Victor Liu

The power of methodologies like the Net Promoter Score is their ability to represent an entire company’s customer experience performance in just one number. But as useful as that is, it can make it easy to forget that the experience is made up of hundreds, thousands, and sometimes even millions, of individual interactions between your organization and your customers. When it comes to driving individual CX improvement, it’s at this very low level — the level of the individual interaction — that the gains are made.

The question becomes: how do you make sure that every level of your organization is engaged in this effort? Many CX programs fall down on this front. Yes, they collect the data, but it’s incredibly hard to tailor that information to the needs of every different level inside of an organization. Harder still? To customize that data down to the level of each individual actor — so that everyone only sees experience data that relates only to his or her own job.

Being able to do this is one of the most powerful features of Medallia.

To make sure that the right people at all the appropriate levels of your company’s hierarchy immediately see their customers’ feedback, all Medallia surveys are tethered to actors in an organization — be they individual stores, sales associates, call centers, or company representatives. Each of these lowest level business units then roll up into various parts of an organization, such as district. When sales associates log into Medallia, they see feedback on every interaction they’ve had with their customers, and specifically what they need to do to improve.

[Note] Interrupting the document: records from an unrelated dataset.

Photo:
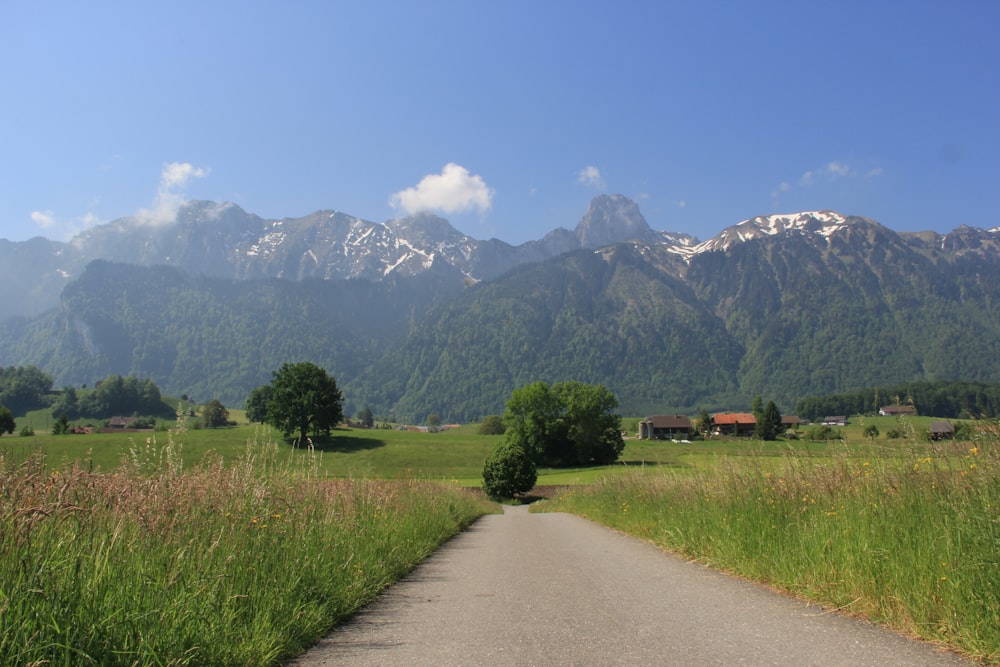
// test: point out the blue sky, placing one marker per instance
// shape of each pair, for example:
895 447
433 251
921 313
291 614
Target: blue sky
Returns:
505 117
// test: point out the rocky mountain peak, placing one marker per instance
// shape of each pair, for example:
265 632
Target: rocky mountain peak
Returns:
613 219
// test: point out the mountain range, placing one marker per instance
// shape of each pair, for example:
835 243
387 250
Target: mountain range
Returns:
414 317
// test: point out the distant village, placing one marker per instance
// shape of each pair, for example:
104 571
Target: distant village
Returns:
744 424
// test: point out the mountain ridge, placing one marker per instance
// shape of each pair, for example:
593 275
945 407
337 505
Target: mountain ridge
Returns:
223 240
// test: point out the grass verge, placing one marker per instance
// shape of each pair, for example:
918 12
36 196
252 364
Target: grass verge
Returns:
247 563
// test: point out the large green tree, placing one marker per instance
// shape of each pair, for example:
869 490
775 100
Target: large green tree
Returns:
567 424
509 470
304 399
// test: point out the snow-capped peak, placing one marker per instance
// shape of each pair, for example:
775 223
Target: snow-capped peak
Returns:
820 223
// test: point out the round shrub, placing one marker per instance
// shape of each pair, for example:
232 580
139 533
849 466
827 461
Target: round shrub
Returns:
508 471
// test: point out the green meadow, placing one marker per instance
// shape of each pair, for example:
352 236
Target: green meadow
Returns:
228 546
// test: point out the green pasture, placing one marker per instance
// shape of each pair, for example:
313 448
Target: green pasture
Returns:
452 455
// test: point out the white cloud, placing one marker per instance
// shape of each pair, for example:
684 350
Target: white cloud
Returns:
174 178
452 191
44 219
591 177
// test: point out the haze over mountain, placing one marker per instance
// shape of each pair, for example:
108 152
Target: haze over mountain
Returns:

When managers log in, they see details on how their teams are performing, and can drill down into individual performance. Regardless of where they sit in your organization’s hierarchy, a relevant dashboard will be created for staff members as part of a Medallia implementation.

Having surveys associated like this allows alerts to be automatically sent to the right people in the organization associated with the delivery of an experience. Let’s say a customer just submitted a poor review of a particular store. The relevant employees are immediately alerted to the feedback. The store associate would see the verbatim, allowing them to understand what they could do to improve in future. A manager is alerted with an action item to respond to the detractor as soon possible — giving them the opportunity to recover the customer… and potentially even get them to come back.

We’ve seen thousands of examples of dissatisfied customers, who — after receiving a personal response to their feedback — warm to the store or representative.  The personal response humanizes the dissatisfactory transaction, giving the store another opportunity to improve the relationship.  The customer gets some personal insight into how the store responds to and resolves his or her problems. One Sherwin-Williams customer wrote about his experience submitting feedback — and how they were shocked to receive a personal response back from the store. He did not expect to hear anything back, and was pleasantly surprised when a store employee addressed his concerns directly, rather than being sent an automated boilerplate apology email.

That’s the power of tracking customer experience feedback at the level of the individual interaction. It not only builds accountability into the process — but it truly engages all levels of the organization, providing them with direct and personal feedback on how they’re performing.